Bentonites are commonly used in scientific investigations and industrial applications due to their superior properties. As they have high cation exchange capacity (CEC), they are widely used as an adsorbent in pollution control. Although their cation adsorption capability is greater, their organic and anionic material adsorption ability is very limited or non-existent. Fortunately, this limitation can be eliminated by intercalation of organic or/and inorganic cations into their structure. Changes due to modification should be identified by characterization techniques in order to figure out realized structural changes. In this study, it is aimed to use X-ray powder diffraction (XRD) technique in order to clarify the expanding behavior and thermal stability of HDPy modified organo-bentonite. For this purpose, organo-bentonite (OBent) was synthesized by intercalation of organic surfactant, hexadecylpyridinium cation (HDPy), into purified bentonite (PBent). Products were characterized by X-ray powder diffraction (XRD) using Cu Kα radiation under various conditions: solvation with water and ethylene glycol (EG) and heat treatments at 100°C, 350°C and 550°C. Existence of mixed-layer clay formation was investigated and PBent and OBent XRD patterns were simulated by NEWMOD software.
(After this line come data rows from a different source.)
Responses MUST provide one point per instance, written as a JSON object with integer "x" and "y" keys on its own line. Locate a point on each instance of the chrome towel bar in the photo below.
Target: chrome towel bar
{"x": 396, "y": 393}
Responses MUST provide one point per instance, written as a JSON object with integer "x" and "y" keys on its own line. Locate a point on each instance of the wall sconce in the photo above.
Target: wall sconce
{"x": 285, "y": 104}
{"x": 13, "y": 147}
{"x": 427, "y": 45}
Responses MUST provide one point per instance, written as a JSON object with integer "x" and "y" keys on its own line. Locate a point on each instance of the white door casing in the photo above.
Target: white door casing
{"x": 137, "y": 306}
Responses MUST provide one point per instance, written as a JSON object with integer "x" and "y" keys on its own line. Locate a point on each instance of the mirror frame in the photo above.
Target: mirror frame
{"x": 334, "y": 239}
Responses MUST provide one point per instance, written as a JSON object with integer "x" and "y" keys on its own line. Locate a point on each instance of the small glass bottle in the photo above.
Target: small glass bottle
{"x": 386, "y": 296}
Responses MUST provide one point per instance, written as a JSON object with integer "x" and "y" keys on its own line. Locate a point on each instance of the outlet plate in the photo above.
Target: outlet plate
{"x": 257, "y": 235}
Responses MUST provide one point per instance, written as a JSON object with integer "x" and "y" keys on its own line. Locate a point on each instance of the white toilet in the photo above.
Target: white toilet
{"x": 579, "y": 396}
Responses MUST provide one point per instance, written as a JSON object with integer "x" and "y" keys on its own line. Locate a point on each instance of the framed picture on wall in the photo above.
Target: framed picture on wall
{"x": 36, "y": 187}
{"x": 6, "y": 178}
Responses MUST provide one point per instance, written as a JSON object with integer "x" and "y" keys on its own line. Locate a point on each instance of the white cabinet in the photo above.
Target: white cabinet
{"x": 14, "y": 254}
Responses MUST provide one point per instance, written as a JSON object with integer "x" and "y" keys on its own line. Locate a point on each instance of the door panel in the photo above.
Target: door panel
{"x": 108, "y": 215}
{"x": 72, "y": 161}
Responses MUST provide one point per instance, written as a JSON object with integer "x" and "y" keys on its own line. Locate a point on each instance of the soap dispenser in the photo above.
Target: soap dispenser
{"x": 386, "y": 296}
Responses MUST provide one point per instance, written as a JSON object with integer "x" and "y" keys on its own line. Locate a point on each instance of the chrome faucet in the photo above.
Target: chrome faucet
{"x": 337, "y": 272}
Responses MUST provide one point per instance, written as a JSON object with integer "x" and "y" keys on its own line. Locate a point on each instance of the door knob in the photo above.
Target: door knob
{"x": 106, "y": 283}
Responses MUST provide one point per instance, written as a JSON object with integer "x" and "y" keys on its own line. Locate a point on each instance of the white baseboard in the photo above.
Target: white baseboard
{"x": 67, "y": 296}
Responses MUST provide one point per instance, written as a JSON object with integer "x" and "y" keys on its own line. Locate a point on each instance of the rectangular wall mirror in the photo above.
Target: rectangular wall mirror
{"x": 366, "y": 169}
The PBent sample contains small amounts of mixed layer illite/smectite. Results of XRD analysis supports the notion that HDPy+ is intercalated within interlayer and basal spacing increases from 12.29 to 18.84Å. Degradation of the organic cation is observed, however some residues from intercalate still appears to remain in the structure upon heating up to 550°C. The persistence of these intercalates in OBent over a wide range of temperature holds promise for their use in environmental remediation studies and gaining a better understanding of the mechanisms of interaction with pollutants. Furthermore, this study presents a new perspective in examining the expanding behavior and thermal stability of organo-bentonites and investigating the existence of mixed-layer clay in organo-bentonites by using X-ray powder diffraction (XRD) technique with different treatments.